The small spoon built into the cap of this object also suggests that it may have been used for snuff, a flavoured and scented tobacco made from crushed tobacco leaves which was inhaled or snuffed into the nasal cavity. Though tobacco in India was most commonly consumed by huqqa, or water pipe, the presence of Europeans in India since the early 16th century may have stimulated the production of a foreign-style object. Tobacco was introduced to India by the Portuguese who picked up this custom from the New World. A related object (44.11a-c) in the Shangri La Museum in Honolulu indicates that snuff bottles were being produced in the 18th and 19th centuries in India.[5] Whatever it may have originally held, the technique, materials, and style of this small object bear the hallmarks of the golden age of the Mughal Empire.

 

— Courtney Stewart


Notes
[1] http://www.vam.ac.uk/content/videos/b/video-bejewelled-treasures-kundan-setting/.
[2] Pedro M. Carvalho, Henrietta S. Cockrell, and Stephen Vernoit. Gems and Jewels of Mughal India: Jewelled and Enamelled Objects from the 16th to 20th Centuries. London: Nour Foundation, 2010, 38.
[3] Manuel Keene and Salam Kaoukji. Treasury of the World: Jeweled Arts of India in the Age of the Mughals. New York: Thames & Hudson, 2001, 19.
[4] Mango-Shaped Flask; India; mid-17th century; The Metropolitan Museum of Art; 1993.18. https://www.metmuseum.org/art/collection/search/453341.
[5] Diamond-Inset Enamelled Gold Snuff Bottle with Floral Motifs; India (Jaipur); 18th – 19th; Shangri La Museum of Islamic Art, Culture & Design; 44. 11a-c. http://www.shangrilahawaii.org/Islamic-Art-Collection/Search-The-Collection/?id=3869.


References
Carvalho, Pedro M., Henrietta S. Cockrell, and Stephen Vernoit. Gems and Jewels of Mughal India: Jewelled and Enamelled Objects from the 16th to 20th Centuries.
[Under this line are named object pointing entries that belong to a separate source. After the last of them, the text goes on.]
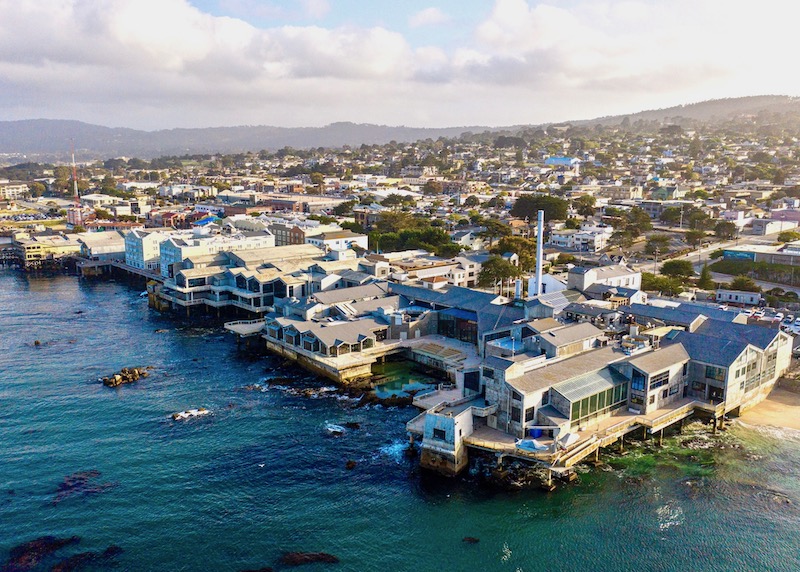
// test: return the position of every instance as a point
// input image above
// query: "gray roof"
(550, 375)
(589, 384)
(670, 316)
(377, 290)
(708, 349)
(660, 359)
(498, 363)
(759, 336)
(556, 300)
(571, 334)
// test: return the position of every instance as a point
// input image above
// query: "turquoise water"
(261, 477)
(401, 377)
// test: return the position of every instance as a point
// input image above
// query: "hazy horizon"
(165, 64)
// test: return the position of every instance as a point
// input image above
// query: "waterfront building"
(143, 248)
(38, 251)
(103, 245)
(177, 248)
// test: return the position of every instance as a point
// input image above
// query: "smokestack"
(539, 255)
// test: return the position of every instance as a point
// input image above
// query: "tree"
(493, 228)
(344, 209)
(788, 236)
(745, 284)
(522, 247)
(705, 281)
(658, 242)
(695, 237)
(664, 284)
(727, 230)
(677, 268)
(471, 202)
(37, 189)
(529, 206)
(584, 205)
(432, 188)
(670, 216)
(496, 269)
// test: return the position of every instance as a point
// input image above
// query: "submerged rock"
(79, 484)
(298, 558)
(93, 559)
(126, 375)
(28, 555)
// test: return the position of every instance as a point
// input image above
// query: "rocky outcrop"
(298, 558)
(94, 560)
(81, 483)
(27, 556)
(126, 375)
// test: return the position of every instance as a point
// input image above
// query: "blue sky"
(195, 63)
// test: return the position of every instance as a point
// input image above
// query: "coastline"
(780, 409)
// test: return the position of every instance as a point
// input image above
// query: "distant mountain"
(711, 111)
(48, 139)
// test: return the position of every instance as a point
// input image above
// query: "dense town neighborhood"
(569, 284)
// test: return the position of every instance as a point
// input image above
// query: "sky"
(157, 64)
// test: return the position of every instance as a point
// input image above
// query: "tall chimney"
(539, 255)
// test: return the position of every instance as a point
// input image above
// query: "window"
(637, 380)
(658, 380)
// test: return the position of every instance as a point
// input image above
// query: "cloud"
(428, 17)
(165, 63)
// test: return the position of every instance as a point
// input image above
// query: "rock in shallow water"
(28, 555)
(298, 558)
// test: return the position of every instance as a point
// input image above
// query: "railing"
(244, 322)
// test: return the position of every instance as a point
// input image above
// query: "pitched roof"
(708, 349)
(660, 359)
(356, 293)
(759, 336)
(571, 334)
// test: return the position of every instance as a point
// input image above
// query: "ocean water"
(260, 477)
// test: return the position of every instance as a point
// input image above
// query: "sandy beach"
(780, 409)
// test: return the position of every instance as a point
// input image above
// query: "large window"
(638, 380)
(601, 402)
(717, 373)
(658, 380)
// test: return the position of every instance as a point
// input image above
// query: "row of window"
(598, 403)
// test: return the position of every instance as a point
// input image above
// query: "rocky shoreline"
(126, 375)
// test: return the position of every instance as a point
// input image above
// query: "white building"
(339, 240)
(177, 248)
(12, 191)
(143, 248)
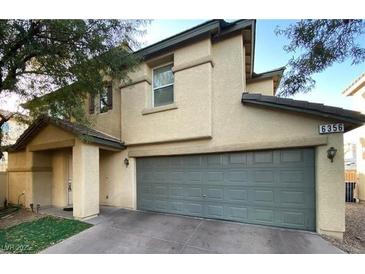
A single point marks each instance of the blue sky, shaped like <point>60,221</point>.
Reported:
<point>270,54</point>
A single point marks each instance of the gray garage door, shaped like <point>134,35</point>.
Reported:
<point>273,187</point>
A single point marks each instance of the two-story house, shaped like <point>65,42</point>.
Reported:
<point>196,132</point>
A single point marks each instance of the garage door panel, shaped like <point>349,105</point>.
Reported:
<point>237,160</point>
<point>235,195</point>
<point>176,191</point>
<point>194,177</point>
<point>237,213</point>
<point>194,208</point>
<point>263,177</point>
<point>215,193</point>
<point>214,161</point>
<point>193,192</point>
<point>236,177</point>
<point>263,187</point>
<point>214,211</point>
<point>261,216</point>
<point>214,177</point>
<point>263,197</point>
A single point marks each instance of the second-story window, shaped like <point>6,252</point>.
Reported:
<point>163,86</point>
<point>106,99</point>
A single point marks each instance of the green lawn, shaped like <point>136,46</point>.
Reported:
<point>32,237</point>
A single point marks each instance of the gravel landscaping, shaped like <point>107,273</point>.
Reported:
<point>354,237</point>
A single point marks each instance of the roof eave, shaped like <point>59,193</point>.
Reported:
<point>352,122</point>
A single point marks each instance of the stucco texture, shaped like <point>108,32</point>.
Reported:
<point>208,117</point>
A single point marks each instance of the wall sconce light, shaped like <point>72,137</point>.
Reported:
<point>331,153</point>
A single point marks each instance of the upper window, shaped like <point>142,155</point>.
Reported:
<point>163,86</point>
<point>105,100</point>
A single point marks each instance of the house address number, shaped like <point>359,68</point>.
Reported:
<point>331,128</point>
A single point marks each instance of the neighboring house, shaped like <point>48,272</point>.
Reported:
<point>11,130</point>
<point>196,132</point>
<point>357,91</point>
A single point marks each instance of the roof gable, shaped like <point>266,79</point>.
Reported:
<point>352,118</point>
<point>80,131</point>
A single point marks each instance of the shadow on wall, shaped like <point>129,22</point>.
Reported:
<point>3,187</point>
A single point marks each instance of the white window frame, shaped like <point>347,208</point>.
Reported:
<point>154,88</point>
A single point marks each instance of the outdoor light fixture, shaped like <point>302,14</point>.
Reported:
<point>331,153</point>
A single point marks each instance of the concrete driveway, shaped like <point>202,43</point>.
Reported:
<point>125,231</point>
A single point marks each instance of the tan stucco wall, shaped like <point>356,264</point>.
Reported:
<point>85,165</point>
<point>3,187</point>
<point>32,171</point>
<point>59,177</point>
<point>50,135</point>
<point>330,188</point>
<point>208,100</point>
<point>357,136</point>
<point>108,122</point>
<point>265,87</point>
<point>116,181</point>
<point>192,94</point>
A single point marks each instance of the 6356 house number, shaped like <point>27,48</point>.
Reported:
<point>331,128</point>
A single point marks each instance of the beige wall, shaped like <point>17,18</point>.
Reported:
<point>265,87</point>
<point>330,188</point>
<point>117,181</point>
<point>3,187</point>
<point>357,136</point>
<point>208,117</point>
<point>60,177</point>
<point>108,122</point>
<point>191,117</point>
<point>85,166</point>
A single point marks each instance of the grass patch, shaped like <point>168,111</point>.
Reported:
<point>32,237</point>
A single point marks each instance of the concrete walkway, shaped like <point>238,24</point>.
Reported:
<point>125,231</point>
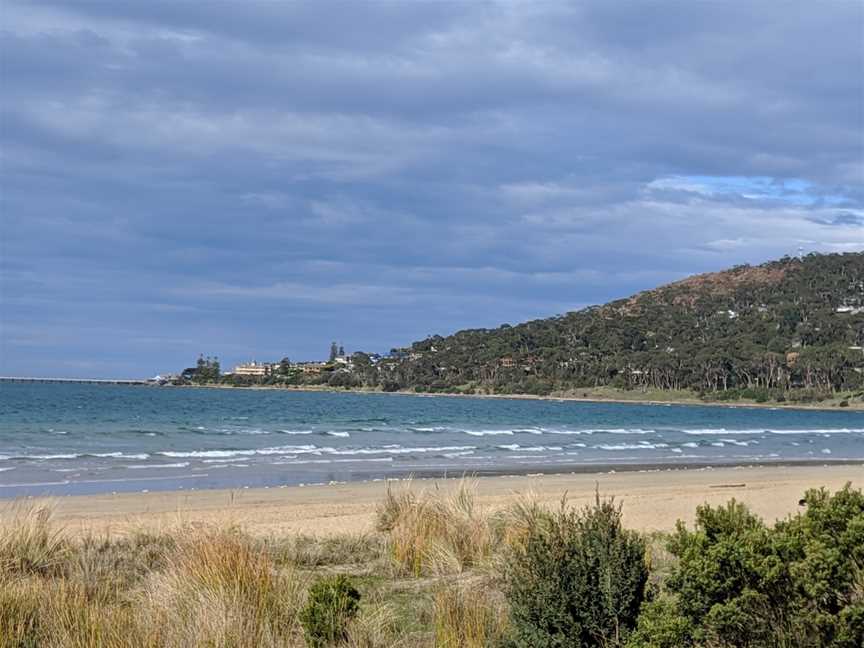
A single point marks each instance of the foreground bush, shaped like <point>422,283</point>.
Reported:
<point>740,583</point>
<point>578,580</point>
<point>468,616</point>
<point>332,604</point>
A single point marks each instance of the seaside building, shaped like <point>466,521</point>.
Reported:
<point>310,367</point>
<point>253,368</point>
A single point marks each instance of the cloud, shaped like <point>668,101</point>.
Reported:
<point>255,179</point>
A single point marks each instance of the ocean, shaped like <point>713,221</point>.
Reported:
<point>69,439</point>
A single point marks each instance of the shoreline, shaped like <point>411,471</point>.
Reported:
<point>653,499</point>
<point>694,402</point>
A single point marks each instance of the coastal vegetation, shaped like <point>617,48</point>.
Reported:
<point>442,571</point>
<point>789,331</point>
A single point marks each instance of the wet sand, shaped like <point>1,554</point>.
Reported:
<point>652,500</point>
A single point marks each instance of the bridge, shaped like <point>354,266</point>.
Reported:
<point>77,381</point>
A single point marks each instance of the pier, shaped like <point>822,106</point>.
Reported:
<point>78,381</point>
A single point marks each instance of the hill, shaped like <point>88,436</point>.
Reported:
<point>791,328</point>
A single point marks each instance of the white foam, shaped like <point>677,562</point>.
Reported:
<point>776,431</point>
<point>629,446</point>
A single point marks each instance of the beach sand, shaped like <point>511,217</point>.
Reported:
<point>651,500</point>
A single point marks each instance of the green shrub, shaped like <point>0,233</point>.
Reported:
<point>577,580</point>
<point>661,625</point>
<point>741,583</point>
<point>333,602</point>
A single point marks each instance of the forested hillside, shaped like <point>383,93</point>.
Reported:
<point>788,327</point>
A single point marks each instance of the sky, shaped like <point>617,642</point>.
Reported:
<point>253,180</point>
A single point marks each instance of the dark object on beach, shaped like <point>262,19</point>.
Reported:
<point>333,602</point>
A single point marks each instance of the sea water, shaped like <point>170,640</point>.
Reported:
<point>66,438</point>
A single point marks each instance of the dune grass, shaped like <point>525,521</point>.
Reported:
<point>443,571</point>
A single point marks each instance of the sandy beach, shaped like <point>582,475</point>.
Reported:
<point>652,500</point>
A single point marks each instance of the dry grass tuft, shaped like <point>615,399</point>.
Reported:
<point>29,542</point>
<point>311,552</point>
<point>468,616</point>
<point>221,590</point>
<point>431,533</point>
<point>513,524</point>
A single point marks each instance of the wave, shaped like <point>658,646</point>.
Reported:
<point>630,446</point>
<point>309,449</point>
<point>709,431</point>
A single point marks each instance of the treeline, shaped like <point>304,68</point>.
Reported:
<point>791,329</point>
<point>789,325</point>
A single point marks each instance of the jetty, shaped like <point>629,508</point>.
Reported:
<point>79,381</point>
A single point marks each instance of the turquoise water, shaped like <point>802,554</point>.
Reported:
<point>95,438</point>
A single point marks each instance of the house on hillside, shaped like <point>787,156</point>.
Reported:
<point>255,369</point>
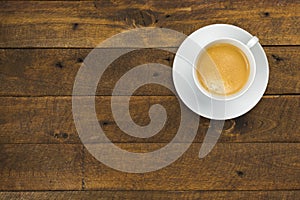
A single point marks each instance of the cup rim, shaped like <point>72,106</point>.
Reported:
<point>249,81</point>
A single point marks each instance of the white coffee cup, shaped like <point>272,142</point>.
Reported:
<point>245,48</point>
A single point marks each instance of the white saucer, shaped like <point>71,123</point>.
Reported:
<point>191,95</point>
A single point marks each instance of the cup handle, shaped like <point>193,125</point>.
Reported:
<point>252,42</point>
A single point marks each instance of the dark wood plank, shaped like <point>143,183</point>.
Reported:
<point>86,24</point>
<point>37,72</point>
<point>132,195</point>
<point>40,167</point>
<point>233,166</point>
<point>50,120</point>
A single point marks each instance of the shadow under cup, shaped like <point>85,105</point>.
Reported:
<point>217,68</point>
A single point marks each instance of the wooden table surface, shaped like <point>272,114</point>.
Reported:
<point>43,44</point>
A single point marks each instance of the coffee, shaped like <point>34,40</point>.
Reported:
<point>222,69</point>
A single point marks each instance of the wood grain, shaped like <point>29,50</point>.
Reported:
<point>86,24</point>
<point>40,167</point>
<point>232,166</point>
<point>49,120</point>
<point>38,72</point>
<point>135,195</point>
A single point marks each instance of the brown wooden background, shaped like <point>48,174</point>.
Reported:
<point>43,44</point>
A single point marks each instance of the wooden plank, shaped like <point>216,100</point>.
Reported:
<point>50,120</point>
<point>132,195</point>
<point>37,72</point>
<point>233,166</point>
<point>86,24</point>
<point>40,167</point>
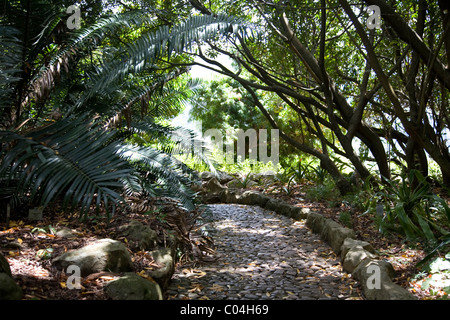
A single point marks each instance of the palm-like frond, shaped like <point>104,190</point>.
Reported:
<point>162,176</point>
<point>149,47</point>
<point>10,52</point>
<point>73,157</point>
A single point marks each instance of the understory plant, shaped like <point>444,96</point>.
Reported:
<point>412,208</point>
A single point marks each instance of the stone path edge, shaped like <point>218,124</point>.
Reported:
<point>358,257</point>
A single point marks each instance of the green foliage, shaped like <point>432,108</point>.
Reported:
<point>435,277</point>
<point>114,73</point>
<point>411,205</point>
<point>346,219</point>
<point>322,192</point>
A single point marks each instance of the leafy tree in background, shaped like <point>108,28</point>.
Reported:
<point>387,88</point>
<point>75,102</point>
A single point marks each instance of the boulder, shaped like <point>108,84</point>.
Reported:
<point>315,222</point>
<point>224,177</point>
<point>139,236</point>
<point>253,198</point>
<point>375,277</point>
<point>354,257</point>
<point>65,233</point>
<point>214,186</point>
<point>205,175</point>
<point>9,289</point>
<point>298,213</point>
<point>4,266</point>
<point>234,184</point>
<point>133,287</point>
<point>102,255</point>
<point>350,243</point>
<point>335,234</point>
<point>165,257</point>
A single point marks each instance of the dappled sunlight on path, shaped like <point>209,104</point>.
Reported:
<point>263,256</point>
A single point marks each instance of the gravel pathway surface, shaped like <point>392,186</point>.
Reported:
<point>263,256</point>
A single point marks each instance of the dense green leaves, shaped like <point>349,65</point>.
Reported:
<point>73,157</point>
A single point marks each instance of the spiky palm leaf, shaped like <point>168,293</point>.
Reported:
<point>145,51</point>
<point>73,157</point>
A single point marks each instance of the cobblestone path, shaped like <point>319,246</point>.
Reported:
<point>263,256</point>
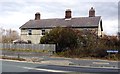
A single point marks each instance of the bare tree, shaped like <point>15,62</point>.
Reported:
<point>9,36</point>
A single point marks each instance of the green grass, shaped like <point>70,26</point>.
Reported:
<point>27,50</point>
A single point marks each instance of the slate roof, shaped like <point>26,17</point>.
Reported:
<point>74,22</point>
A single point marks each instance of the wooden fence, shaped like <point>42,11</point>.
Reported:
<point>50,47</point>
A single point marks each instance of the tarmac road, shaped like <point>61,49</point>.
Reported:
<point>11,67</point>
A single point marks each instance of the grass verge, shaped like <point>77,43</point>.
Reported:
<point>12,58</point>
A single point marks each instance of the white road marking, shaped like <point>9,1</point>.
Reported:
<point>100,63</point>
<point>48,70</point>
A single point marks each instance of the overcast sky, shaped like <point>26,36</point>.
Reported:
<point>14,13</point>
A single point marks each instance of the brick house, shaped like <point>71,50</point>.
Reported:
<point>33,30</point>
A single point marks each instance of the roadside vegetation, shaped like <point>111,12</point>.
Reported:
<point>27,50</point>
<point>82,44</point>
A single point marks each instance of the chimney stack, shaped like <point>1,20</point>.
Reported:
<point>37,16</point>
<point>68,13</point>
<point>91,12</point>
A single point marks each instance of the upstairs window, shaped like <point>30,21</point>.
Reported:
<point>43,31</point>
<point>29,32</point>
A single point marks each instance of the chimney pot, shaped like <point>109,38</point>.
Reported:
<point>37,16</point>
<point>92,12</point>
<point>68,13</point>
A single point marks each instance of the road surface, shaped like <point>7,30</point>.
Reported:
<point>11,67</point>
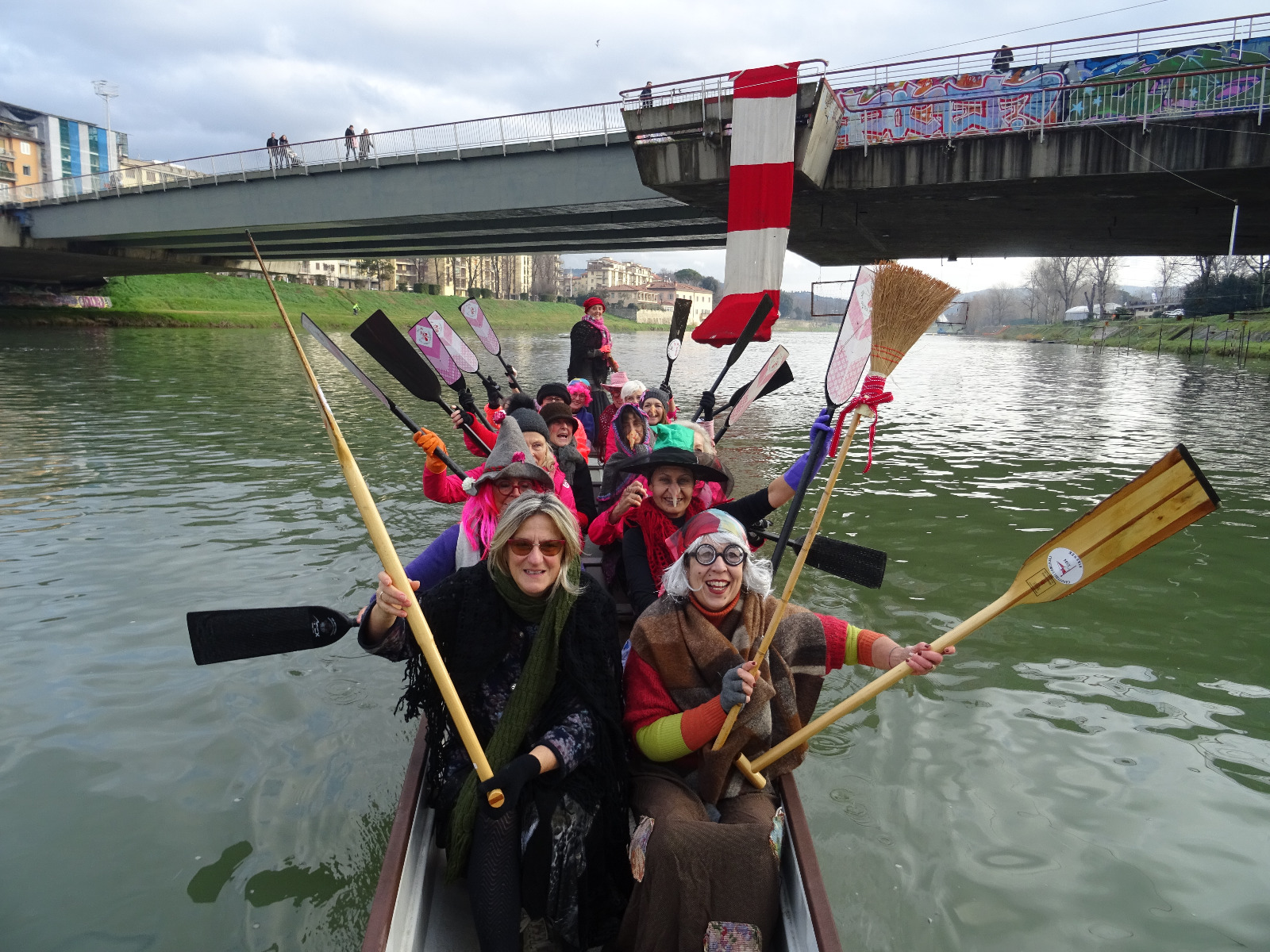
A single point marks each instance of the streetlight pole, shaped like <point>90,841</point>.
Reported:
<point>107,90</point>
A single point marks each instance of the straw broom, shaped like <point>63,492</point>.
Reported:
<point>905,302</point>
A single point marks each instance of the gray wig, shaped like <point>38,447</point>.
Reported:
<point>756,574</point>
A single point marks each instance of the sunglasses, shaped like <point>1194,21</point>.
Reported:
<point>732,555</point>
<point>510,486</point>
<point>550,547</point>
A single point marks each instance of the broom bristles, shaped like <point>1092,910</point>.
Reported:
<point>905,302</point>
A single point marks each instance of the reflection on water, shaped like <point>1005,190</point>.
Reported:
<point>1089,772</point>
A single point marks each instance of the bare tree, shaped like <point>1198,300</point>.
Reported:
<point>1168,277</point>
<point>1067,277</point>
<point>1104,271</point>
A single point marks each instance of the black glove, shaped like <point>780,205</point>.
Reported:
<point>708,405</point>
<point>493,395</point>
<point>733,689</point>
<point>511,778</point>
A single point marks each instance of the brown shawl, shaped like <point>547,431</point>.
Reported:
<point>691,657</point>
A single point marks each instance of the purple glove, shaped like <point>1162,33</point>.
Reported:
<point>823,424</point>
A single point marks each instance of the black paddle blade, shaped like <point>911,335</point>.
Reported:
<point>756,321</point>
<point>857,564</point>
<point>395,355</point>
<point>254,632</point>
<point>779,380</point>
<point>849,562</point>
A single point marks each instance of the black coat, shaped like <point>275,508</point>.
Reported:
<point>474,631</point>
<point>584,357</point>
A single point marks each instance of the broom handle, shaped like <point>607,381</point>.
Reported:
<point>876,685</point>
<point>389,558</point>
<point>794,573</point>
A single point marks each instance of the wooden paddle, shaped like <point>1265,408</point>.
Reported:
<point>1164,501</point>
<point>387,555</point>
<point>675,343</point>
<point>756,321</point>
<point>895,321</point>
<point>333,348</point>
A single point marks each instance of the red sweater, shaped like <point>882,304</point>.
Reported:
<point>648,700</point>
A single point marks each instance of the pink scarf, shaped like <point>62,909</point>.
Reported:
<point>606,340</point>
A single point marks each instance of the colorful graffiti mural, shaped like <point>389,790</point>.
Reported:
<point>1199,80</point>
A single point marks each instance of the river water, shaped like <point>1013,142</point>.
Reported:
<point>1089,774</point>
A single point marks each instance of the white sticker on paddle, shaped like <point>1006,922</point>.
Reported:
<point>1064,565</point>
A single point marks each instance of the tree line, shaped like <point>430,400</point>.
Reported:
<point>1200,286</point>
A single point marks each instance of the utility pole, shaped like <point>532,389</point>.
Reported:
<point>107,90</point>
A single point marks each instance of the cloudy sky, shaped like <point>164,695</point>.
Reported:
<point>217,76</point>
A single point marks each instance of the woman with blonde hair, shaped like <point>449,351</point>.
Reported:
<point>533,651</point>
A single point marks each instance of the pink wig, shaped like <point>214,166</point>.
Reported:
<point>480,518</point>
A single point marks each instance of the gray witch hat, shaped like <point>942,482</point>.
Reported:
<point>511,457</point>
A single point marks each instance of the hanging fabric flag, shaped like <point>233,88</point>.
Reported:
<point>760,194</point>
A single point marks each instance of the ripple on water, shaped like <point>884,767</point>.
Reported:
<point>1015,800</point>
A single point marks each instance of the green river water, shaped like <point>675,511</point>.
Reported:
<point>1091,774</point>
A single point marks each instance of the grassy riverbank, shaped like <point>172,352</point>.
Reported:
<point>211,301</point>
<point>1219,336</point>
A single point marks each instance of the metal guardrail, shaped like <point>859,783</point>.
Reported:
<point>702,88</point>
<point>1098,102</point>
<point>548,129</point>
<point>1231,29</point>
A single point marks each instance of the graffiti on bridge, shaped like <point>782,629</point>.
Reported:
<point>1057,94</point>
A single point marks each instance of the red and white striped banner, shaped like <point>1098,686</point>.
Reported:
<point>760,194</point>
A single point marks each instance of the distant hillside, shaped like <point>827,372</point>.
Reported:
<point>797,306</point>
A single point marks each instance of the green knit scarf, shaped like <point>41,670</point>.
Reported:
<point>531,692</point>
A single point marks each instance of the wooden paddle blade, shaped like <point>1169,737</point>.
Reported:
<point>1165,499</point>
<point>395,355</point>
<point>254,632</point>
<point>859,564</point>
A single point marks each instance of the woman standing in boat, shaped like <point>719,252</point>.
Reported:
<point>591,351</point>
<point>643,518</point>
<point>533,653</point>
<point>705,854</point>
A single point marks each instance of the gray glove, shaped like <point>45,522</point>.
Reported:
<point>733,689</point>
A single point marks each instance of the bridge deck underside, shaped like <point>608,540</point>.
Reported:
<point>1095,190</point>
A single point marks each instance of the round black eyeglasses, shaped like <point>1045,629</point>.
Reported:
<point>732,555</point>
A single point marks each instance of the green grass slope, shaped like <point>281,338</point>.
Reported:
<point>211,301</point>
<point>1223,336</point>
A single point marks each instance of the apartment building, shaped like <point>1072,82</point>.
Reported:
<point>19,156</point>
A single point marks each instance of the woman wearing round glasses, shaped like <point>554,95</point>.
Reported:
<point>689,666</point>
<point>533,654</point>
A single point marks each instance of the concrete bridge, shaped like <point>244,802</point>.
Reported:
<point>1114,164</point>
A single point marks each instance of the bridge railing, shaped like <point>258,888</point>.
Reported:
<point>700,89</point>
<point>1229,31</point>
<point>546,129</point>
<point>1118,101</point>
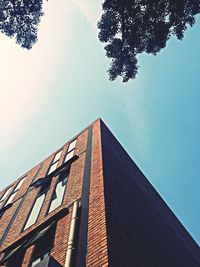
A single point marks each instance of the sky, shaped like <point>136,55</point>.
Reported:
<point>52,92</point>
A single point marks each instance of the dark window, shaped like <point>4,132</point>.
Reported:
<point>43,245</point>
<point>7,192</point>
<point>59,191</point>
<point>71,150</point>
<point>54,164</point>
<point>33,215</point>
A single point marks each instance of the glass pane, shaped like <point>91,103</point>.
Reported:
<point>6,193</point>
<point>19,184</point>
<point>72,145</point>
<point>69,155</point>
<point>35,262</point>
<point>10,199</point>
<point>35,211</point>
<point>58,194</point>
<point>53,167</point>
<point>57,156</point>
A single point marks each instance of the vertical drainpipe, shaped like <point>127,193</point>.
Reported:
<point>70,245</point>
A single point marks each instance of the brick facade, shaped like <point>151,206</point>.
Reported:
<point>121,220</point>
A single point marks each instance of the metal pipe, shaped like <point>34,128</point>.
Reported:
<point>70,245</point>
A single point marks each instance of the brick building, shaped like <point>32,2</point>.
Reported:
<point>88,204</point>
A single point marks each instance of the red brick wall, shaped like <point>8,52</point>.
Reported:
<point>97,235</point>
<point>73,192</point>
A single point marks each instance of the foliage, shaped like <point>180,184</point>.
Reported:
<point>130,27</point>
<point>20,19</point>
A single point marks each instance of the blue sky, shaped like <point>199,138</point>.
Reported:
<point>52,92</point>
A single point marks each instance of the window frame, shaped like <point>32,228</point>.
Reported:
<point>24,228</point>
<point>65,189</point>
<point>54,162</point>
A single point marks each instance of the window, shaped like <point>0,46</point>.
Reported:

London: Nour Foundation, 2010. ISBN: 9781874780724
Keene, Manuel and Salam Kaoukji. Treasury of the World: Jeweled Arts of India in the Age of the Mughals. New York: Thames & Hudson, 2001. ISBN: 9780500976081
“Kundan Setting.” Produced for Victoria & Albert Museum. http://www.vam.ac.uk/content/videos/b/video-bejewelled-treasures-kundan-setting/
Laufer, Berthold. “Tobacco and its Use in Asia” Anthropology Leaflet No. 18, Chicago: Field Museum of Natural History, 1924, 1–39.

Note: This online resource is reviewed and updated on an ongoing basis. We are committed to improving this information and will revise and update knowledge about this object as it becomes available.